Ao lermos Lucas 21, 15-17 vemos claramente esta diferença dos amores no sublime diálogo entre Jesus Nosso Senhor e São Pedro. O que as traduções geralmente deixam passar despercebido, o grego revela com uma peculiar riqueza de termos, preciosa grandeza e pungente profundidade o que houve entre os dois olhares que se cruzavam durante esta conversa.
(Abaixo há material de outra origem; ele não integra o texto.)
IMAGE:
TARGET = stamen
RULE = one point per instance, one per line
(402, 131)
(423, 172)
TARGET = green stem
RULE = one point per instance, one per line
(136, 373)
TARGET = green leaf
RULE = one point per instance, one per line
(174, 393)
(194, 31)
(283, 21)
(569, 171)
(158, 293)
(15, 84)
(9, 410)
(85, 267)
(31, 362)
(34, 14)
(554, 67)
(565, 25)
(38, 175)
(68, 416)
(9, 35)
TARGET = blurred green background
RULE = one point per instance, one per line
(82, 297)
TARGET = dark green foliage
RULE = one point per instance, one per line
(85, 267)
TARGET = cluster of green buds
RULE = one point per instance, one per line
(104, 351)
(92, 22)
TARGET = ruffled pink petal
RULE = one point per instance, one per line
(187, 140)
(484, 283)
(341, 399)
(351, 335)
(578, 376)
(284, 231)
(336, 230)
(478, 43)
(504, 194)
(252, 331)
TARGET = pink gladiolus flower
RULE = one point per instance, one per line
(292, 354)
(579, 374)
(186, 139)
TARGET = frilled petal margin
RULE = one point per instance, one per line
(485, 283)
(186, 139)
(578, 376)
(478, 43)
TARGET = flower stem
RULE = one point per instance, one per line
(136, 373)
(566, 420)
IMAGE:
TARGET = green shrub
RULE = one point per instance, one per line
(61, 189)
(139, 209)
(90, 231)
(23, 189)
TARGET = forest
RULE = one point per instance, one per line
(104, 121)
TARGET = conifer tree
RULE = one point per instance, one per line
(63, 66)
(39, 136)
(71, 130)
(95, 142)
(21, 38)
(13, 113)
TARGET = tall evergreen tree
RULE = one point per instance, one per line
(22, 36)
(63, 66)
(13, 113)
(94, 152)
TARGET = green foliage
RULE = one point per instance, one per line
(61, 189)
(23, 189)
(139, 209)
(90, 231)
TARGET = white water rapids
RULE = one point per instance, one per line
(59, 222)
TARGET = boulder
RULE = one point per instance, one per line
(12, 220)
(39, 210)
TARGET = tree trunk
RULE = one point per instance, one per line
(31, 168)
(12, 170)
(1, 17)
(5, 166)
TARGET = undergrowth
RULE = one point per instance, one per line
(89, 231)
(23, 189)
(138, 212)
Mas o que conversavam o Filho do Homem e Simão, filho de João?
O exemplo princeps
Nosso Senhor pergunta se São Pedro o amava com amor divino: “Αγαπας με?”. E Simão responde que o amava com amor humano: “Φιλο σε”. E Jesus prossegue com o mandato de apascentar com cuidado os cordeiros frágeis de seu rebanho: “Βοσκε αρνια”. Uma segunda vez pergunta se São Pedro o amava com amor total e desinteressado: “Αγαπας με?”. Mas São Pedro, responde que o amor divino ainda não o abrasa: “Κυριε, Φιλο σε”. E Jesus prossegue, recomendando que Simão apascente as ovelhas mais velhas e fortes: “Ποιμανε προβατα”. A terceira vez, Deus se abaixa até Simão e lhe pergunta: “Simão, filho de João, Φιλεις με?”. E São Pedro, profundamente entristecido, pois percebera que ainda não galgara o perfeito amor de Deus responde: “Senhor tu sabes tudo, tu sabes que “Φιλο σε”. E o Senhor prossegue recomendando: “Βοσκε προβατα”. Ou seja: “Pois bem Simão, tu, que sois velho e forte e prometeste dar a vida por mim, me negaste três vezes. Professa seu amor por mim três vezes em reparação e reconhece que ainda és imperfeito. Saibas que como tu, muitos são frágeis. Assim, apascenta com cuidado (βοσκε) inclusive as ovelhas fortes do rebanho (προβατα), pois estas, como tu, também podem ceder.
Conclusão
Esta é uma lição para nós. Pois o amor que faltou a São Pedro quando Nosso Senhor lhe pergunta três vezes se o amava também falta ao mundo hodierno. Os homens devem amar a Deus e a sua Palavra, a sua Lei, que está na Bíblia com este amor Αγαπε, ou seja, sem querer nada em troca, reciprocidade ou retribuição. O Αγαπε deve reger o mundo de hoje a obedecer a Lei de Deus e a sua Palavra pelos ensinamentos de Nosso Senhor Jesus Cristo nas sagradas escrituras.